# What did I do wrong?



## Fanatic (Jan 19, 2015)

I've been pressing away... no issues what so ever. 

UNTIL TONIGHT....

I tried to print 1 print on a 100% poly shirt (I've done this before, no issues). 

310 for 25 seconds on maxx press. Transfers from Howards. 

I couldn't get the transfer to come off neatly so I pressed and pressed and pressed and pressed and there was this one particular area where it wouldn't release... the paint wouldn't transfer. 

So.... I ruined the shirt. 

What do you think I did wrong?


----------



## Sunjoa (Oct 25, 2011)

Is there any chance that your press developed a cold or cool spot?


----------



## Fanatic (Jan 19, 2015)

i don't think it was that.... it was this area that the paint wouldn't come off the paper and then I had pressed so many time the paper got stuck on in another area... I was close to a button, but button was still off the platen. AND it was close the edge of the platen. this HAS to be the issue.

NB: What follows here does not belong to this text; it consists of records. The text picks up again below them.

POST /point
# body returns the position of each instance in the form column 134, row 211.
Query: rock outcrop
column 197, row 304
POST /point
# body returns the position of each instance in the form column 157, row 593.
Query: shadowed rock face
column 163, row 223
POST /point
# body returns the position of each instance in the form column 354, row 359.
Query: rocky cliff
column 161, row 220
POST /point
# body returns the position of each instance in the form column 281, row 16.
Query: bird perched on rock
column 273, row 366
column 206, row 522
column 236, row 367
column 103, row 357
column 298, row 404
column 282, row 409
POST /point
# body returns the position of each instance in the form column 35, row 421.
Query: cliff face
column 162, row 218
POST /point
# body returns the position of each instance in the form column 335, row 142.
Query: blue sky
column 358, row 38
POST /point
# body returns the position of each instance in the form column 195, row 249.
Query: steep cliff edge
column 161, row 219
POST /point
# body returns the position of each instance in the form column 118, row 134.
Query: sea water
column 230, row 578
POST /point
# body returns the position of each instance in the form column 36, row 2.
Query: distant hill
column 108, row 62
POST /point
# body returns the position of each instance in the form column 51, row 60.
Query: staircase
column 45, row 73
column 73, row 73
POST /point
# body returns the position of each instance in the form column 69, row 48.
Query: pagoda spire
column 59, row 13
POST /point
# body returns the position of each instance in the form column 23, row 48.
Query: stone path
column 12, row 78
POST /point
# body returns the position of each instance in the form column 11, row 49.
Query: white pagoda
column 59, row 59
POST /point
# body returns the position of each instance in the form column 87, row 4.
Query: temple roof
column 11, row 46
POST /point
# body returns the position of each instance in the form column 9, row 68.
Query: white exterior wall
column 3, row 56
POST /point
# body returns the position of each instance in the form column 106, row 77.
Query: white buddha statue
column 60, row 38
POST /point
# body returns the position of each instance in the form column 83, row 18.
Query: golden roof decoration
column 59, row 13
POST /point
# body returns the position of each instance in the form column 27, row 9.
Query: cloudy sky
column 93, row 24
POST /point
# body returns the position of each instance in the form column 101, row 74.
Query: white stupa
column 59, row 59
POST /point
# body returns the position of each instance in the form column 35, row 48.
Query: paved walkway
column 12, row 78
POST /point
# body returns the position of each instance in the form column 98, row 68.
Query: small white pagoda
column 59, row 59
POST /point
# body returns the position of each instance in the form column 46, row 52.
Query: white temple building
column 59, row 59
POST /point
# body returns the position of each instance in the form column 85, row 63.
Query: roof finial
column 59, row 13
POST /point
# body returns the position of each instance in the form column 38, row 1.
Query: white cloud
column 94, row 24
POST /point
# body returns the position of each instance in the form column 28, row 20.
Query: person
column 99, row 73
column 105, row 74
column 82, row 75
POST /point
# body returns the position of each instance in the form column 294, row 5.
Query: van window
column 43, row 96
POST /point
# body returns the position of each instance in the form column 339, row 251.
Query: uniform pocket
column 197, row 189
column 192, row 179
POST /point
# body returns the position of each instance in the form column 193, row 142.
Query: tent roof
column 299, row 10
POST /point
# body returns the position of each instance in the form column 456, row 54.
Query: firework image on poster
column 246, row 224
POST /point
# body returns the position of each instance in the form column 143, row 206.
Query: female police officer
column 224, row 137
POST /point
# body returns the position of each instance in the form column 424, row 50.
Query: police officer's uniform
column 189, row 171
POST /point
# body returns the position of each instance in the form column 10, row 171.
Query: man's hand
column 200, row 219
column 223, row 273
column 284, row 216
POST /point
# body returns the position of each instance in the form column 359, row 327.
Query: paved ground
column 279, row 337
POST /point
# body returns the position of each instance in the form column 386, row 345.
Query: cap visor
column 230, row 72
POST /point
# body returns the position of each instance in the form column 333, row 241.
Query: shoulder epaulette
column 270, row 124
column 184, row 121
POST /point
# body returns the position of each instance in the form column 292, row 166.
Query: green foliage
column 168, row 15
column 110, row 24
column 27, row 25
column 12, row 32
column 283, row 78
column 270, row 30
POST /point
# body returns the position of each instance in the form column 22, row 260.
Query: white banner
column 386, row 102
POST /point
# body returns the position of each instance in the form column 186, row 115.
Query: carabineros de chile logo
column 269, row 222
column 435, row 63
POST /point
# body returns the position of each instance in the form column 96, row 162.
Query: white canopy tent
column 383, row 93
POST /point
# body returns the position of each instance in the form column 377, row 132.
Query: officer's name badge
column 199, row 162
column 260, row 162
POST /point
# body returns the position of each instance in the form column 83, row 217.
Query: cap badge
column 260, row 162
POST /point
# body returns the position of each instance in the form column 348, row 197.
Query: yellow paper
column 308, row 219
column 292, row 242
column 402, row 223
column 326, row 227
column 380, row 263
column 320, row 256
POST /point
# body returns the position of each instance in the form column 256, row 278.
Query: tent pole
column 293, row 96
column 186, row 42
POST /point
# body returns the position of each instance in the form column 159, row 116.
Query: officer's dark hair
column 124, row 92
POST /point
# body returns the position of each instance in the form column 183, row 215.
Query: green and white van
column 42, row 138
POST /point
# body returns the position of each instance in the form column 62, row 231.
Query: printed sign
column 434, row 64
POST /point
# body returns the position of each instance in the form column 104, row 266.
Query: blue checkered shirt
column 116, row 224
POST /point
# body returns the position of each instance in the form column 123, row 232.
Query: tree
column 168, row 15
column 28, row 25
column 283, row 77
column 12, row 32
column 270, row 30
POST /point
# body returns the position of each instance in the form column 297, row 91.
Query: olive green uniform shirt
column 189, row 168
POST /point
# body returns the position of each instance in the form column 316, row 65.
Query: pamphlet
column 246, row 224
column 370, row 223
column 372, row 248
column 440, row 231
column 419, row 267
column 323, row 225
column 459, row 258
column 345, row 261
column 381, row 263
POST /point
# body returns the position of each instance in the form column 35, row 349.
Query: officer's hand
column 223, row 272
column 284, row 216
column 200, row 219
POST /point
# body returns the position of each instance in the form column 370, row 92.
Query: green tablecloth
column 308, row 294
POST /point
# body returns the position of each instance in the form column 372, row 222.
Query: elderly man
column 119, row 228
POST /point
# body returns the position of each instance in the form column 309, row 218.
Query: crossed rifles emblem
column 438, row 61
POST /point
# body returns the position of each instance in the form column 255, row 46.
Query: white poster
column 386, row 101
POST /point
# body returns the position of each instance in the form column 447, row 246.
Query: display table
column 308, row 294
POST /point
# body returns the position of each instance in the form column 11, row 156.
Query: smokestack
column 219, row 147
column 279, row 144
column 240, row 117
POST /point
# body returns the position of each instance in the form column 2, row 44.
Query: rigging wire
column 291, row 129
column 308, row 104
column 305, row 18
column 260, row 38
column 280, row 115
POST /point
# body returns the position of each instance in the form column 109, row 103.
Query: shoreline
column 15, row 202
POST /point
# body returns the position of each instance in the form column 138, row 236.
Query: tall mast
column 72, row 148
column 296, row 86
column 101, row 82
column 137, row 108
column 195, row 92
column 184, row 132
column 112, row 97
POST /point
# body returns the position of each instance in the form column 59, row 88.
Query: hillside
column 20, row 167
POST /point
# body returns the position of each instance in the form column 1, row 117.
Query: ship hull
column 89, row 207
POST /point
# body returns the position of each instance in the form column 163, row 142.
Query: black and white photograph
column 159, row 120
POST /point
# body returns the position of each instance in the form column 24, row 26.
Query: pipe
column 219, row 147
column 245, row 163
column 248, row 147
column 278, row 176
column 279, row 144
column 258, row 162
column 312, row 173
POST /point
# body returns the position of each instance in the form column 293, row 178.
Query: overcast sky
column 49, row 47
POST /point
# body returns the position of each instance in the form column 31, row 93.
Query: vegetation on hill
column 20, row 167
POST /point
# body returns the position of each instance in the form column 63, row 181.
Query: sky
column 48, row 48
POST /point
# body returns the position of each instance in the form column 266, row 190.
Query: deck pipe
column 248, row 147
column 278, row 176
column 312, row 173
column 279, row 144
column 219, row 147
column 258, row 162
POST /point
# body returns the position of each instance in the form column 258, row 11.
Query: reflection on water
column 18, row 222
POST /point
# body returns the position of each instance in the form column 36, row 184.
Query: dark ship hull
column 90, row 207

This AM I did a print on the same shirt, I upped the temp by 25 degrees and granted it wasnt anywhere near a button, it came out 100% NO issues at all. 

THANK YOU!

just trying to prevent this issue on the next 100 shirts I have to do !LOL!


----------



## Fanatic (Jan 19, 2015)

or maybe I cut the paper too close to the print.


----------



## williekid (Apr 22, 2009)

You pressed for too long and has to be a hot peel. Sometimes is a trial by error to get to know your press. Lower the temp and if possible with a thermometer gun check the temp of the heating element on your press.


----------